How to write the resulting RDD to a csv file in Spark python
I have a resulting RDD labelsAndPredictions = testData.map(lambda lp: lp.label).zip(predictions)
. This has output in this format:
[(0.0, 0.08482142857142858), (0.0, 0.11442786069651742),.....]
What I want is to create a CSV file with one column for labels
(the first part of the tuple in above output) and one for predictions
(second part of tuple output). But I don't know how to write to a CSV file in Spark using Python.
How can I create a CSV file with the above output?
Just map
the lines of the RDD (labelsAndPredictions
) into strings (the lines of the CSV) then use rdd.saveAsTextFile()
.
def toCSVLine(data):
return ','.join(str(d) for d in data)
lines = labelsAndPredictions.map(toCSVLine)
lines.saveAsTextFile('hdfs://my-node:9000/tmp/labels-and-predictions.csv')

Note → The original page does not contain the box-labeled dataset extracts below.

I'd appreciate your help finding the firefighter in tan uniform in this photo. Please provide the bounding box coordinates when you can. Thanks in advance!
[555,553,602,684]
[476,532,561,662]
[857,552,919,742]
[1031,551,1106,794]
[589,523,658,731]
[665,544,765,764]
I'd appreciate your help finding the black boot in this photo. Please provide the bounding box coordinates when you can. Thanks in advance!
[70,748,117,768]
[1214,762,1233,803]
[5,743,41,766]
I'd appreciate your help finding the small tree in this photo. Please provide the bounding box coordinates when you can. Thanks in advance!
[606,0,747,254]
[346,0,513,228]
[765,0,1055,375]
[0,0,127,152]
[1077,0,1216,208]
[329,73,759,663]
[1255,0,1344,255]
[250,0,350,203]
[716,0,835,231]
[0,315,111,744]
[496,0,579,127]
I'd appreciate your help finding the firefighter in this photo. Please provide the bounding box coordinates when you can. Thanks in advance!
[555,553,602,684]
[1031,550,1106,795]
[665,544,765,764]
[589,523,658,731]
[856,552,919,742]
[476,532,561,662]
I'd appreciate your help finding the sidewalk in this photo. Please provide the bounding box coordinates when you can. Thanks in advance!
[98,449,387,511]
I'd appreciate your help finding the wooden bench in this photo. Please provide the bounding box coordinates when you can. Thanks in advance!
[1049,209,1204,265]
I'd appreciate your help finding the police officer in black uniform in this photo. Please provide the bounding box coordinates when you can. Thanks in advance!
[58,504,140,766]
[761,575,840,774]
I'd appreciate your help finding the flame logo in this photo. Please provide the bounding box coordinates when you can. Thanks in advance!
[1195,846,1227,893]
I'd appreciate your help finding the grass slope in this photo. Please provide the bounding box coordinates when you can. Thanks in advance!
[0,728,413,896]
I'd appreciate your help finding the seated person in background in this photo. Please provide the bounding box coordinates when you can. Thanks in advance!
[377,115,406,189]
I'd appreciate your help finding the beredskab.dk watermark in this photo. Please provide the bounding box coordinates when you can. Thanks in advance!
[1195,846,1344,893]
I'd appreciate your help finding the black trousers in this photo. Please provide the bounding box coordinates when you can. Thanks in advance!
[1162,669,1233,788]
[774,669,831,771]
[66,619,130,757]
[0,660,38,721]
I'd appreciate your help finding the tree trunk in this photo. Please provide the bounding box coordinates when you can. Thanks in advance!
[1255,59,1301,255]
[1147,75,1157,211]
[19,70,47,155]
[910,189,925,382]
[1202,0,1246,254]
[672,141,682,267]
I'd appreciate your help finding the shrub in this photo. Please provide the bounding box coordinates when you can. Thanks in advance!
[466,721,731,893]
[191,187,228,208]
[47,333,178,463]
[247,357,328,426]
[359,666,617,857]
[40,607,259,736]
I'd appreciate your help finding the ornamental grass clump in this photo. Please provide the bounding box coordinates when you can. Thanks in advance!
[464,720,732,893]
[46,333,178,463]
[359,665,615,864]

I know this is an old post. But to help someone searching for the same, here's how I write a two column RDD to a single CSV file in PySpark 1.6.2
The RDD:
>>> rdd.take(5)
[(73342, u'cells'), (62861, u'cell'), (61714, u'studies'), (61377, u'aim'), (60168, u'clinical')]
Now the code:
# First I convert the RDD to dataframe
from pyspark import SparkContext
df = sqlContext.createDataFrame(rdd, ['count', 'word'])
The DF:
>>> df.show()
+-----+-----------+
|count| word|
+-----+-----------+
|73342| cells|
|62861| cell|
|61714| studies|
|61377| aim|
|60168| clinical|
|59275| 2|
|59221| 1|
|58274| data|
|58087|development|
|56579| cancer|
|50243| disease|
|49817| provided|
|49216| specific|
|48857| health|
|48536| study|
|47827| project|
|45573|description|
|45455| applicant|
|44739| program|
|44522| patients|
+-----+-----------+
only showing top 20 rows
Now write to CSV
# Write CSV (I have HDFS storage)
df.coalesce(1).write.format('com.databricks.spark.csv').options(header='true').save('file:///home/username/csv_out')
P.S: I am just a beginner learning from posts here in Stackoverflow. So I don't know whether this is the best way. But it worked for me and I hope it will help someone!